(659e) Thermochemistry of Gas-Phase and Surface Species Via Lasso-Assisted Subgraph Selection

Authors: 
Lym, J., University of Delaware
Gu, G. H., University of Delaware
Plechac, P., Department of Mathematical Sciences
Vlachos, D. G., University of Delaware
First-principles modelling of chemical kinetics provides key insights into reaction mechanisms and better catalysts. However, such modelling becomes prohibitive for large reaction networks due to the computational burden of ab initio methods. This computational burden can be circumvented using graph theory-based semi-empirical methods, such as group additivity. These models assume that the thermodynamic properties of molecules linearly correlate with the frequency of graphs appearing in each molecule. However, the selection of these graphs and correction terms are heuristic, resulting in a suboptimal model.

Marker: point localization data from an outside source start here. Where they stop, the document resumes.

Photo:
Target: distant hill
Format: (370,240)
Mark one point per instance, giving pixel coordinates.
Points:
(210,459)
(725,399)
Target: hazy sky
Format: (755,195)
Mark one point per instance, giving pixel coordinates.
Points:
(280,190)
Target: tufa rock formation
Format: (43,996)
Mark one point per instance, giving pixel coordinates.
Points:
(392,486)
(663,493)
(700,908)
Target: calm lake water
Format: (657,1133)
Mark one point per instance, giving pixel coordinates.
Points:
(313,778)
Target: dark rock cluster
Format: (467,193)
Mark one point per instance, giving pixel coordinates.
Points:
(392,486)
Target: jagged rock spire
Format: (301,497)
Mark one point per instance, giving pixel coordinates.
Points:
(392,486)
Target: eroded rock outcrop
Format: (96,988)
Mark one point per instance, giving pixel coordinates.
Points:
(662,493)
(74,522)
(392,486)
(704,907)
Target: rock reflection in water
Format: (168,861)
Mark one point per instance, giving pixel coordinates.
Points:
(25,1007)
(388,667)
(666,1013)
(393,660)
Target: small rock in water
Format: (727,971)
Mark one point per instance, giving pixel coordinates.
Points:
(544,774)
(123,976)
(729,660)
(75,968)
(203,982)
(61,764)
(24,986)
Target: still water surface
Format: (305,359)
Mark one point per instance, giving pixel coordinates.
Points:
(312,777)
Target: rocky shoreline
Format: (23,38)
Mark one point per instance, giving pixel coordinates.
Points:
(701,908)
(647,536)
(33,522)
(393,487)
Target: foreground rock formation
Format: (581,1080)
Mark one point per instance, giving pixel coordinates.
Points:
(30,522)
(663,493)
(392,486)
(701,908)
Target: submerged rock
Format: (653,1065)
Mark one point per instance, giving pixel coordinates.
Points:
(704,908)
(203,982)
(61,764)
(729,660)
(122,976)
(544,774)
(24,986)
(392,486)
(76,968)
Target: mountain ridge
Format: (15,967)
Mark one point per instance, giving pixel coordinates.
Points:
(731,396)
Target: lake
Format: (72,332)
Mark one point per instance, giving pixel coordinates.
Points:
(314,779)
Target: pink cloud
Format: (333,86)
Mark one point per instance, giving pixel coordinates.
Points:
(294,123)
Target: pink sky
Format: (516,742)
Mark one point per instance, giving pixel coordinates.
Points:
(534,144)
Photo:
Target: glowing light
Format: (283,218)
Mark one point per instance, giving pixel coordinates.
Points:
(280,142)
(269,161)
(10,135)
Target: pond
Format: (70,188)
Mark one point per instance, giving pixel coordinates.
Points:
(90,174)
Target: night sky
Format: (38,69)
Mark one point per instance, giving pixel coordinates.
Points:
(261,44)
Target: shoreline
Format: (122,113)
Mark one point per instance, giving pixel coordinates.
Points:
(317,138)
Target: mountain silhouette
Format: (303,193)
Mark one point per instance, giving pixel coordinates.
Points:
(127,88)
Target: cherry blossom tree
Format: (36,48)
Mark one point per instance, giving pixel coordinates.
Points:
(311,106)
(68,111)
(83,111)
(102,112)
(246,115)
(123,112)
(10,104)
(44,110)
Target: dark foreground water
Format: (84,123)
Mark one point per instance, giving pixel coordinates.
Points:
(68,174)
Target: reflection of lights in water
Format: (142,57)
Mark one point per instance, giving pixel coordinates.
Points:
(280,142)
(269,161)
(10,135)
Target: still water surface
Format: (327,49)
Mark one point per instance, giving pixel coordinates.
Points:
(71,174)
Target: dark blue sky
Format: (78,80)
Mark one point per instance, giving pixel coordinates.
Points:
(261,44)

To improve the accuracy of these methods, we explore the Least Absolute Shrinkage and Selection Operator (LASSO), an automatic descriptor selection algorithm. Graphs in each molecule are exhaustively enumerated, and LASSO regression is performed to find the most optimal set describing the enthalpy of formation. We have applied this framework to a variety of data sets. First, we gather heat of formation data from the NIST and the BURCAT datasets, and found that the LASSO-assisted graph selection shows superior performance over the heuristic-based group additivity (5.7 vs. 9.2 kcal mol-1 mean absolute error). Second, we apply this framework to the QM9 dataset and find our model performs comparable to the state-of-the-art machine learning models with a mean absolute error of 1.39 kcal mol-1. Third, we apply this framework to lignin monomer adsorbates on Pt(111) and obtain a model with a mean absolute error of 2.08 kcal mol-1, showing promising performance for surface species. We discuss how LASSO is especially useful for surface adsorbates to overcome the difficulty in manual identification of strain corrections.